2 Soldiers Hurt in Iraq Drive-By Shooting
2 Soldiers Hurt in Iraq Drive-By Shooting
Dec. 10, 2003
BAGHDAD, Iraq (AP) _ Two U.S. soldiers guarding a gas station were wounded in a drive-by shooting in the northern city of Mosul on Wednesday, and American troops in another northern city arrested five Iraqi policemen and 24 others suspected of ties to insurgents.
Also Wednesday, the U.S. military said the emergency landing of a U.S. helicopter near Fallujah, west of Baghdad, was likely the result of ground fire by insurgents.
In the Mosul attack, U.S. soldiers returned fire and killed one assailant, a spokesman for the U.S. Army's 101st Airborne Division said on condition of anonymity.

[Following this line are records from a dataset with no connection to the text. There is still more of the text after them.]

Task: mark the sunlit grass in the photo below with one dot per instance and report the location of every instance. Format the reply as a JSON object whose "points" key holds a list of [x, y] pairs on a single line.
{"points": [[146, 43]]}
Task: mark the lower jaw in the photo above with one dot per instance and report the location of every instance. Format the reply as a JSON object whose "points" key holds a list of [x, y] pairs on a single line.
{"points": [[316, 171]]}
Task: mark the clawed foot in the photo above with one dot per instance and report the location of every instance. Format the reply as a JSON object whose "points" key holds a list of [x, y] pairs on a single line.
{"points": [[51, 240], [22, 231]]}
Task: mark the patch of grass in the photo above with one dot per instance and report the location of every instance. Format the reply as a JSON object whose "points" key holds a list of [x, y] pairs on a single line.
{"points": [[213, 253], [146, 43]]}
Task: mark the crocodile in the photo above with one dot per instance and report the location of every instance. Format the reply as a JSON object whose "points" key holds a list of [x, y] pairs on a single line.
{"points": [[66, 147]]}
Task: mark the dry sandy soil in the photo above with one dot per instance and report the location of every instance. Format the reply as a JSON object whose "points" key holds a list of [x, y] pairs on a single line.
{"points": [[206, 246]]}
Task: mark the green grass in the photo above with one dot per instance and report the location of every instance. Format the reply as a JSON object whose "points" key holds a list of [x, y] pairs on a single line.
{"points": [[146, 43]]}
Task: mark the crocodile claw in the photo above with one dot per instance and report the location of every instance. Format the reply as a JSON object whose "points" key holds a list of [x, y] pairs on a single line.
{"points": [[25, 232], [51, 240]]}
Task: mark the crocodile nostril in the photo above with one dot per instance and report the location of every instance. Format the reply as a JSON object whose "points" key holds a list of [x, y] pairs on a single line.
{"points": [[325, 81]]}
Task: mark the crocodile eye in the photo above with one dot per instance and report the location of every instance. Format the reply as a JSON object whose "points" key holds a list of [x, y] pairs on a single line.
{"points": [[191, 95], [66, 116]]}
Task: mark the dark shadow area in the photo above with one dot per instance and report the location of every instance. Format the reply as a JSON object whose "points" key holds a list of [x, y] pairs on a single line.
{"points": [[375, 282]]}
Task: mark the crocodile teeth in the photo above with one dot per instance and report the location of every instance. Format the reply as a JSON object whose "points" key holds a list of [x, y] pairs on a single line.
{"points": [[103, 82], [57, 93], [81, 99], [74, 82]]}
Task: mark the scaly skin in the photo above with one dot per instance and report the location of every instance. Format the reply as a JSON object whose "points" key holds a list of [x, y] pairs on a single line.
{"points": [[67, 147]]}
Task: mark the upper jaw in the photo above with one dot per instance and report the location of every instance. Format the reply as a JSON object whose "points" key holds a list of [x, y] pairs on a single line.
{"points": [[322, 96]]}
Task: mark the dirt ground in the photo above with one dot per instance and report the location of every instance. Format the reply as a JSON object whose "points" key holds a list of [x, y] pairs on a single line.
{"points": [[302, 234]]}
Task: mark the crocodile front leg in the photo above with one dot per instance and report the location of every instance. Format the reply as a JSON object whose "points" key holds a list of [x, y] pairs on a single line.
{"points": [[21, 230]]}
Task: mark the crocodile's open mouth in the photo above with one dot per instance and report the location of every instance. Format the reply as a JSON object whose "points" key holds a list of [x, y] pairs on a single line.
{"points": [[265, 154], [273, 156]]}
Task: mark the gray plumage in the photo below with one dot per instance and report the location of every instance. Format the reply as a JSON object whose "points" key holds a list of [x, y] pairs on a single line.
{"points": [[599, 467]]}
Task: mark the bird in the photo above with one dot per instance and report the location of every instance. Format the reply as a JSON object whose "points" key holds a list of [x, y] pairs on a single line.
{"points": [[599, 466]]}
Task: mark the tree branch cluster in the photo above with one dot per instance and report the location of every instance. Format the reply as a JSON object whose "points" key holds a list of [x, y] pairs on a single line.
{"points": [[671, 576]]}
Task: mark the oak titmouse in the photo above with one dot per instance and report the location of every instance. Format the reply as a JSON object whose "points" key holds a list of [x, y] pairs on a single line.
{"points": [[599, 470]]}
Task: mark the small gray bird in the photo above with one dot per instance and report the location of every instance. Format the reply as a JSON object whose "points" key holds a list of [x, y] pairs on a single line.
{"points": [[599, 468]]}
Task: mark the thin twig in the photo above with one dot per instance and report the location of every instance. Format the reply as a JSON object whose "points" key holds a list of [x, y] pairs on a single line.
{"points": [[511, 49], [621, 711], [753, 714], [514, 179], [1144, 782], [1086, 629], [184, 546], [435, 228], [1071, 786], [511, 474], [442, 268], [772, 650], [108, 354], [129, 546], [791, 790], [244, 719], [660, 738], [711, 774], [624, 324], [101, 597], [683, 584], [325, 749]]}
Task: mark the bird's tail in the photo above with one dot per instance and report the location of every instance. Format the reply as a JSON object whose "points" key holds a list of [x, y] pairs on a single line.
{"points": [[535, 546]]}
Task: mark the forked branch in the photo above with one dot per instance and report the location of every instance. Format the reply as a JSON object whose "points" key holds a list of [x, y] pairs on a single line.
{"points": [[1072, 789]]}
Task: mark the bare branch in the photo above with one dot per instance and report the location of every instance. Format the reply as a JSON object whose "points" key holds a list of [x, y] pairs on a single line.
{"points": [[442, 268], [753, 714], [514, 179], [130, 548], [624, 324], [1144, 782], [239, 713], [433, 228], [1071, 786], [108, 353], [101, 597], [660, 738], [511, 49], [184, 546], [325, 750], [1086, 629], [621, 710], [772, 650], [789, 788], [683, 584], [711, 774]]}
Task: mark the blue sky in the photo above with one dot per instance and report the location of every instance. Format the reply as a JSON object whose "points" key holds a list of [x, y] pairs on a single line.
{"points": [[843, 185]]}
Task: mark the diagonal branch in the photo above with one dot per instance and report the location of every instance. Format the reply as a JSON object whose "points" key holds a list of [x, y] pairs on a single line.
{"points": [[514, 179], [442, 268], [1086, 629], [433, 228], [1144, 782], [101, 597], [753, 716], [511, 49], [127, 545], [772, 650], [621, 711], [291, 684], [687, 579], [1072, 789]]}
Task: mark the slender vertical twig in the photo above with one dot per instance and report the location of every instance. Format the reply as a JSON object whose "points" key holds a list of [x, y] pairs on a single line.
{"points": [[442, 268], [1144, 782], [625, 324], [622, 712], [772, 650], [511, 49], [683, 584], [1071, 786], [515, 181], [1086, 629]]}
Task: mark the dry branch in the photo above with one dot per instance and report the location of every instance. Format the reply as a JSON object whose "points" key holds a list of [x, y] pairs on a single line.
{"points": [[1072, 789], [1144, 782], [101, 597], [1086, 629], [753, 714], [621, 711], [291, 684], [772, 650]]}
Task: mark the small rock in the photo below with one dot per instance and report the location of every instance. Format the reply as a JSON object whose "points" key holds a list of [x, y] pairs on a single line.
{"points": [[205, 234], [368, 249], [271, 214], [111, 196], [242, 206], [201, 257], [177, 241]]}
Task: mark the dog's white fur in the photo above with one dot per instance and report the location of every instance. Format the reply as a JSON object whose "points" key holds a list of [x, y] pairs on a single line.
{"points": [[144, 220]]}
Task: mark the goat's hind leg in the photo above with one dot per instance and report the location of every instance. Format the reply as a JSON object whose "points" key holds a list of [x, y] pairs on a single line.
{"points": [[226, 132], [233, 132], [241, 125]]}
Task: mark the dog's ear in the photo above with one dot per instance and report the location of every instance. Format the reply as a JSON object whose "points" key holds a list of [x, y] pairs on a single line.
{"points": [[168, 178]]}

But witnesses said the attackers escaped and U.S. troops opened fire on passing cars, killing a driver in the line of fire. Witnesses identified the man as a member of the Patriotic Union of Kurdistan, or PUK, a major pro-American political party. The PUK's Mosul headquarters is across the street from the gas station.
An Associated Press reporter saw blood stains at the spot where witnesses said the soldiers had stood, and a bullet-riddled and bloodstained car said to belong to the PUK member.
Early Wednesday, U.S. troops and Iraqi police in the oil-rich northern city of Kirkuk arrested 29 people, including five policemen, who were suspected of ties to the former regime of Saddam Hussein, said Adnan Mohammed Saleh, a city police officer. Saleh said the policemen were suspected of passing intelligence to anti-occupation rebels.
In the downing of the helicopter, the U.S. military said the OH-58D Kiowa observation helicopter took fire Tuesday just south of the town of Fallujah, west of Baghdad, and was forced to make an emergency landing.
A U.S. military official who declined to be identified said Wednesday that a preliminary examination indicated the aircraft had been brought down by small-arms fire or a projectile fired from the ground. Neither of the two crew members was injured.
It was the fifth U.S. helicopter downed in Iraq in just over five weeks.
Fallujah has been a focus of resistance to the U.S. occupation, although the city has been relatively peaceful of late. The town sits in the heart of the Sunni Triangle where the majority of attacks on American forces have occurred since the ouster of Saddam.
In Baghdad on Wednesday, 3,000 funeral marchers mourned three men killed in a bombing of a Sunni mosque a day earlier. The mosque's imam, Farouk Khamis, accused Shiite Muslim extremists of carrying out the attack.
``Prominent Shiite clerics are urged to deter those politically motivated groups so that the unity of Muslims in this country can be preserved,'' Khamis told the mourners.
Also Wednesday, Iraq-based members of the Iranian opposition group, the Mujahedeen Khalq, denounced a decision by Iraq's U.S.-appointed Governing Council to expel them from the country by the end of the year.
In a statement released at the group's camp northeast of Baghdad, the group said the decision favored Iran's efforts to establish a ``satellite theocratic dictatorship in Iraq.''
Mujahedeen members should be out of Iraq by the end of the year and the group's offices in Iraq will be closed, the Governing Council said. A reporter who visited the group's Baghdad office on Wednesday found it occupied by squatters who said the militia had abandoned it.
The group has battled Iran's theocratic regime since the late 1970s. In 1999, it was listed as a terrorist organization by the U.S. State Department.
Over the years, the U.S. government had maintained an ambiguous posture toward the group, even allowing it and an associated organization, the Paris-based National Council of Resistance of Iran, to maintain offices in Washington. In August, however, the State Department shut down both groups' offices, earning rare praise from Iran.
In Baghdad, Iraq's interim government voted to establish a war crimes tribunal to prosecute top members of Saddam's regime, two people who attended the meeting said. Officials planned to establish the tribunal Wednesday.
U.S. authorities are holding several dozen of Saddam's top aides who could be tried under the new measure.